Quali operazioni ricorda con più passione?

“L’operazione a cui sono più legato forse è quella inerente al primo sequestro di droga a Imperia da 135 kg di hashish. L’indagine era partita con i colleghi di Torino. Abbiamo trascorso un anno a raccogliere intercettazioni telefoniche e ambientali. La banda di piemotesi, bolognesi e francesi caricava l’hashish in Senegal, facevano il giro dell’Africa ed entravano dallo stretto di Gibilterra e si fermavano a Malaga, poi in Francia e infine Sanremo.

Dagli interrogatori erano emersi 14 viaggi da 500 kg l’uno. Sapevo tutto su di loro. Ero andato anche a Malaga a fare le fotografie. In un anno di intercettazioni non si sentiva mai la parola “droga” da nessuna parte. A Sanremo ho messo le manette a 10 persone, i vertici. Grazie a questa operazione ho preso il primo encomio solenne”.

Le hanno dato anche dei soprannomi.

“Sì, il mio nome di battaglia quando ero a Santo Stefano era “Lupo” dato che ero sempre “in caccia”. A Genova, dato che mi occupavo di droga, mi chiamavano “Narcos”.  Ad Albenga e a Genova “Nicotina”, per il mio vizio del fumo”.

Cosa porterà nel cuore di questi anni nell’Arma?

Quello che non dimenticherò mai è il rapporto con i colleghi. Eravamo una grande famiglia. Ricordo che quando andavamo a fare i coordinati di notte facevamo la spaghettata delle 4 del mattino in caserma. 

Al pranzo che ho organizzato per la mia pensione al Corallo ho invitato i miei ex colleghi delle varie stazioni e sono venuti tutti, anche se con alcuni non ci vedevamo da 30 anni. È stata una grande emozione”.

Un lavoro che coinvolge al 100%, come fa a essere conciliato con la famiglia?

“È difficile. C’è bisogno di una persona a fianco a te che capisca il tuo lavoro. Devo ringraziare mia moglie che ha cresciuto i nostri figli, con la quale abbiamo vissuto oltre 30 anni di matrimonio. È mancata 7 anni fa”.

Come sono stati gli ultimi anni a Pieve di Teco?

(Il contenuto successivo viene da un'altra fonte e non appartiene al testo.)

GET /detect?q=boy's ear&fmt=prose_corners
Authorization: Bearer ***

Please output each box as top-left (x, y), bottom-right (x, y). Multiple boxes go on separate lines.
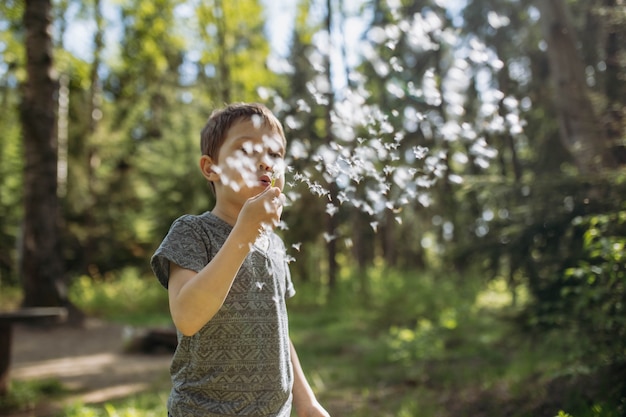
top-left (200, 155), bottom-right (219, 182)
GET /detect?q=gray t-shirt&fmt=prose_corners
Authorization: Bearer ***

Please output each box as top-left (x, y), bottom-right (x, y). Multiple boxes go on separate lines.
top-left (151, 211), bottom-right (296, 417)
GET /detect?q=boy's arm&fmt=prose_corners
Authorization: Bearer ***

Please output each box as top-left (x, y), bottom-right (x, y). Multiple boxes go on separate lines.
top-left (168, 187), bottom-right (282, 336)
top-left (290, 340), bottom-right (331, 417)
top-left (167, 227), bottom-right (252, 336)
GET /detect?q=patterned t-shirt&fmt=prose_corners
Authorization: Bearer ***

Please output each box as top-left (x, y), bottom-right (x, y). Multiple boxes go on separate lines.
top-left (151, 211), bottom-right (296, 417)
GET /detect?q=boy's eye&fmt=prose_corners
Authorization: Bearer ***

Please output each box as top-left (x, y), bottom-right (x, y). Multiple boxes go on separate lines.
top-left (240, 147), bottom-right (258, 156)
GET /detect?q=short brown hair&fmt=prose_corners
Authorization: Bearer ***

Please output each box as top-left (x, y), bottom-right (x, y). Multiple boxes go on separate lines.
top-left (200, 102), bottom-right (285, 159)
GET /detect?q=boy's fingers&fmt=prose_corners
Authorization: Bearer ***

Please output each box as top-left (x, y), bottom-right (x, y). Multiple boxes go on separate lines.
top-left (269, 186), bottom-right (282, 197)
top-left (263, 187), bottom-right (282, 204)
top-left (260, 185), bottom-right (281, 197)
top-left (273, 193), bottom-right (286, 207)
top-left (250, 186), bottom-right (276, 203)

“Sono stati bellissimi. Ho avuto l’occasione di finire la mia carriera a contatto con i cittadini. Ricordo l’episodio di circa 2 anni fa, quando ho visto una ragazzina di 16 anni che stava per gettarsi dal ponte fuori dalla caserma. Sono stati momenti molto delicati, ma sono riuscito a prenderla e portarla in salvo”.

Un consiglio da lasciare alle prossime generazioni di Carabinieri?

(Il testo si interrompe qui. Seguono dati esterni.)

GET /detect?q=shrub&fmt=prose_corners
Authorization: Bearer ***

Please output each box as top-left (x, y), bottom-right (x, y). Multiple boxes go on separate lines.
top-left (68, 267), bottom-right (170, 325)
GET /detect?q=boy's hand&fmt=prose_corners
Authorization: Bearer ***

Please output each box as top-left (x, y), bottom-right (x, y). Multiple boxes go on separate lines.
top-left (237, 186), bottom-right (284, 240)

“La mia carriera si è sviluppata sempre a segno di tre principi fondamentali, l’onestà, la giustizia e l’umiltà. Essere vicino alla gente. Questo è quello che insegnavano i vecchi marescialli, come mio padre e mio nonno prima di lui.

Quando ho iniziato, un vecchio maresciallo ci diceva sempre: l’ufficio del comandante di stazione non è l’ufficio della caserma, ma la piazza del paese, dove hai contatto con la gente.

Io non smetterò di essere Carabiniere, è una cosa che ti entra nel sangue”.